Komodo dragons, or Komodo monitors, are actually lizards. They just happen not to spend much time in the water and are much larger than other lizards. They grow as large as six-feet long and can be fairly substantial in weight. They aren't generally very fast creatures, but their hunting strategies are based on power and size. Compared with lions and other carnivores, Komodos can eat larger bites of meat with each bite and waste no time in swallowing or chewing. The lizards tend to prey on animals like monkeys, goats, wild boars, and rodents.

Komodos have four legs and prefer tropical climates. The reason there aren't many of them around is because young Komodos often end up as victims of prey to larger animals. However, if they can live past their fifth birthday, there's a good chance they'll be fine.

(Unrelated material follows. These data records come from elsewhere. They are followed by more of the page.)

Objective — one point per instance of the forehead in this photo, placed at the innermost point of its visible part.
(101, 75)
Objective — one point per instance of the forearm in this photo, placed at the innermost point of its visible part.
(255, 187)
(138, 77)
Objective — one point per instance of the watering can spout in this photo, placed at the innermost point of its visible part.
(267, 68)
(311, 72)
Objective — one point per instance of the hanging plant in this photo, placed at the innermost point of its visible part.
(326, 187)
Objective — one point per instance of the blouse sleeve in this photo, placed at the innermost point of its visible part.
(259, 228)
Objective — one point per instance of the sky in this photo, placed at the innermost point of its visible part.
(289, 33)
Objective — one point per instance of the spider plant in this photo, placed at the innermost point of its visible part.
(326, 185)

Mating generally happens in the summer and males regularly get into fights over the females. When they fight, the Komodos lean back on the hefty tails for support as they grab each other's forelegs and attempt to wrestle the other to the ground. The most powerful get to breed.

Why are Komodo dragons mysterious?

Komodo dragons were unknown to the Americas until 1910. That was the year Lieutenant van Steyn van Hensbroek, a Dutch colonist, heard about the "land crocodile." People in the western world then talked about the animal for years as if it were an ancient creature that may not really exist, or may even be God-like. Van Hensbroek took it upon himself to find the dragon, and he did just that. He eventually killed a Komodo that was about six-feet long. Van Hensbroek and a zoo director named Peter Ouwens compared their dragons and then determined that the Komodos were actually a form of monitor lizard. It wasn't until 1912 when Ouwens wrote a scientific paper about the Komodo.

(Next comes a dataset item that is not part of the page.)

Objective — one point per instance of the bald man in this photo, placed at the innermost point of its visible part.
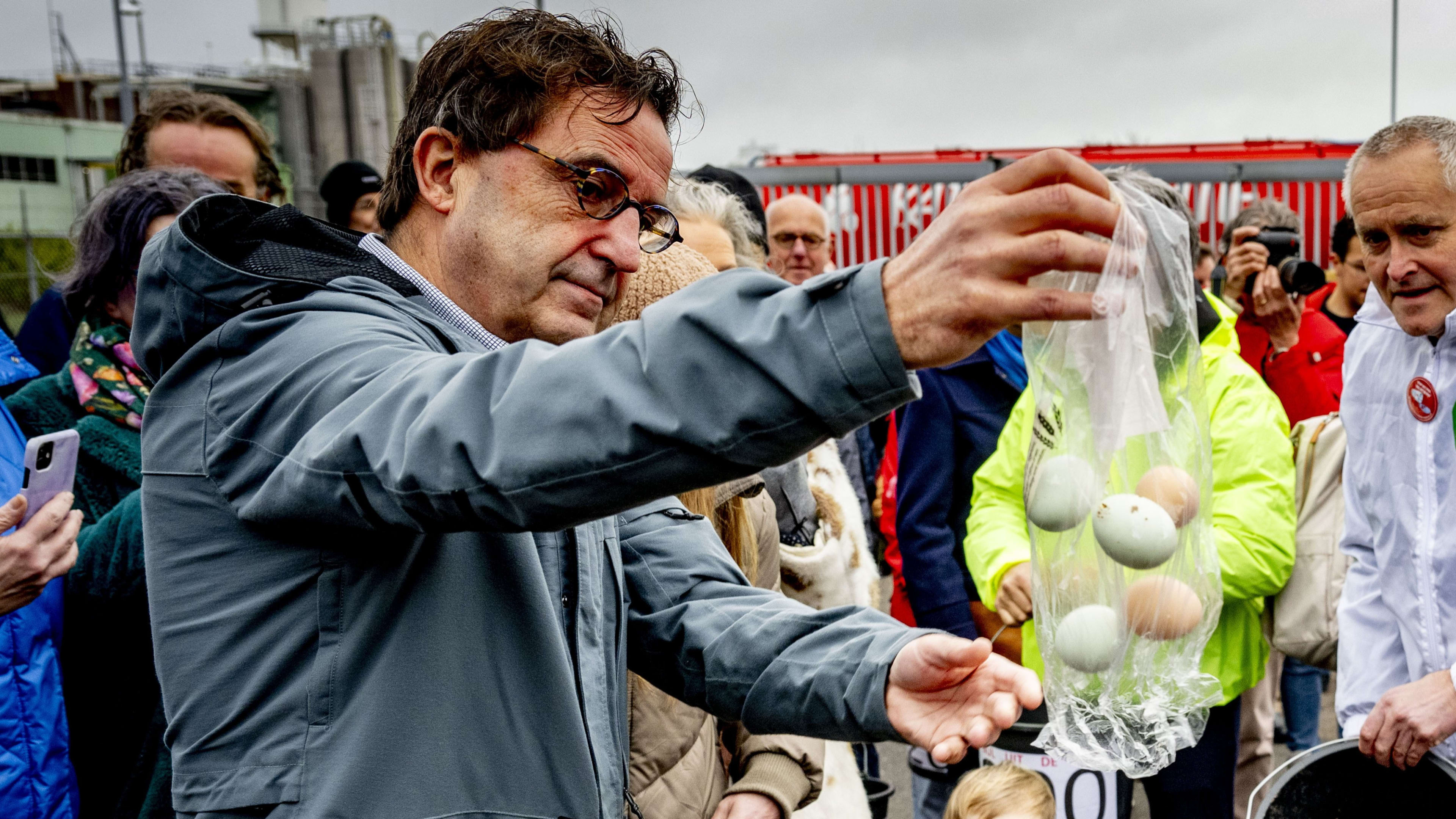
(800, 242)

The Dutch colonial government believed the Komodo to be magnificent and rare, so they immediately issued plans to protect the creature. Explorers then traveled to the island of Komodo, where this rare dragon was believed to originate. There were as few as 3,500 Komodos in existence, and were listed on the endangered species list.

Much more is known about Komodos today, and much of the mystery is gone. While scientists are still learning more about these creatures, they aren't nearly as mysterious as they once were. However, the Komodo dragon's reputation for being a special and magnificent creature for the most part still exists.